I'm very proud of one accomplishment this summer: I back-packed with Eric for two weeks at the Philmont Boy Scout Ranch in northern New Mexico, hiking for 65 miles, reaching 11,000 feet at one point.

Best wishes to everyone for health, happiness, and tranquility in this troubled world.

Class of 1979

David Buettner

This year is not much different from last year. I am still at Lucent Technologies and have survived the latest cuts, which were last week in my division. Unfortunately, some of my neighbors were impacted by the latest cuts. Last year I was able to transfer to the wireless division. The specific project is 3G wireless that will bring broadband types of speed to mobile stations. So, on your laptop or PDA, you can get DSL or cable types of data connections. I still do the same kind of work in software quality. The 3G data is an exciting technology, but I hope the market quickly turns around.

As happens with all us parents, the kids are a year older. My daughter has now started middle school (6th grade) and my son is now in 1st grade. My daughter is still developing nicely musically and my son still is a boy playing with his trucks. She still is in Girl Scouts; he started Tiger Scouts. She is doing fine in school; he has started to read quite well. At home, all is well.

Since we have full day students now, my wife has found a job. She takes care of getting them off to school. I shifted my hours to get home in the middle of the afternoon. So far, it's working out.

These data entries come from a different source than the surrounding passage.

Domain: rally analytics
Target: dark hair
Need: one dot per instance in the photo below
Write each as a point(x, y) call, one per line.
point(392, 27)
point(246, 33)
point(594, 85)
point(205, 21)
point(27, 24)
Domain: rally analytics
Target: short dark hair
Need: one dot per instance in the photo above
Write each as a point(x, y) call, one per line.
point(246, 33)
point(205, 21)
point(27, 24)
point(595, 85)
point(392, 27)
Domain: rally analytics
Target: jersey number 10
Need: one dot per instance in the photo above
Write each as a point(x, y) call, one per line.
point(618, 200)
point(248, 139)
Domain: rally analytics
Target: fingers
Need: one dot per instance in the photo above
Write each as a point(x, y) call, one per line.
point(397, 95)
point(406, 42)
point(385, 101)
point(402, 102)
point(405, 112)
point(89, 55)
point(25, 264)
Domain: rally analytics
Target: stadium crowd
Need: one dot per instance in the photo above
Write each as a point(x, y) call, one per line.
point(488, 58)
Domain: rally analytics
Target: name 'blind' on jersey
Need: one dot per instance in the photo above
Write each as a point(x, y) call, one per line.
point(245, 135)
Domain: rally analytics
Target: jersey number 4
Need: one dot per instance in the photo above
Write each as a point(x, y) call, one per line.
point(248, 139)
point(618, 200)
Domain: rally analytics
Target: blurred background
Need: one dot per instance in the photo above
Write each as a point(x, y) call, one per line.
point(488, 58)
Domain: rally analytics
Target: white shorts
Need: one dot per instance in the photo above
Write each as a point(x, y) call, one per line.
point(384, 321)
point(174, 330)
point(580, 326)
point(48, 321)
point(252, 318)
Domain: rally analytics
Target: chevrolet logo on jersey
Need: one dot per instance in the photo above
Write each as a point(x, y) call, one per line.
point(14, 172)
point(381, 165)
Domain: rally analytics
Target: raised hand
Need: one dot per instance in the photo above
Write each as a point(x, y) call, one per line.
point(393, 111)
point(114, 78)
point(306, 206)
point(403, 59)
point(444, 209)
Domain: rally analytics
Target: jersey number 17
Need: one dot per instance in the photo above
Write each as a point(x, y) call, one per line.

I wish for everyone a happy holiday season and take care.

Rand Swanson

Hello all, this year finds me in the first year of my second start-up company. I've found that I truly enjoy this gig. There are four of us involved and we are working on compact and inexpensive electro-optic sensors, which is a polite way of saying, "whatever comes our way that we get excited about."

I work closely with the physics department at Montana State U, which gives me a chance to poke around the research labs and cause trouble. We're also working with Montana Tech.

Otherwise, life in general is good. I'm still remarried to my first wife, go figure, and happily settled in Bozeman MT, with no kids. I've managed to sneak out into the local mountains a bit this summer and fall, and we might even get some decent snow for skiing this year. Best wishes, and have a Happy New Year.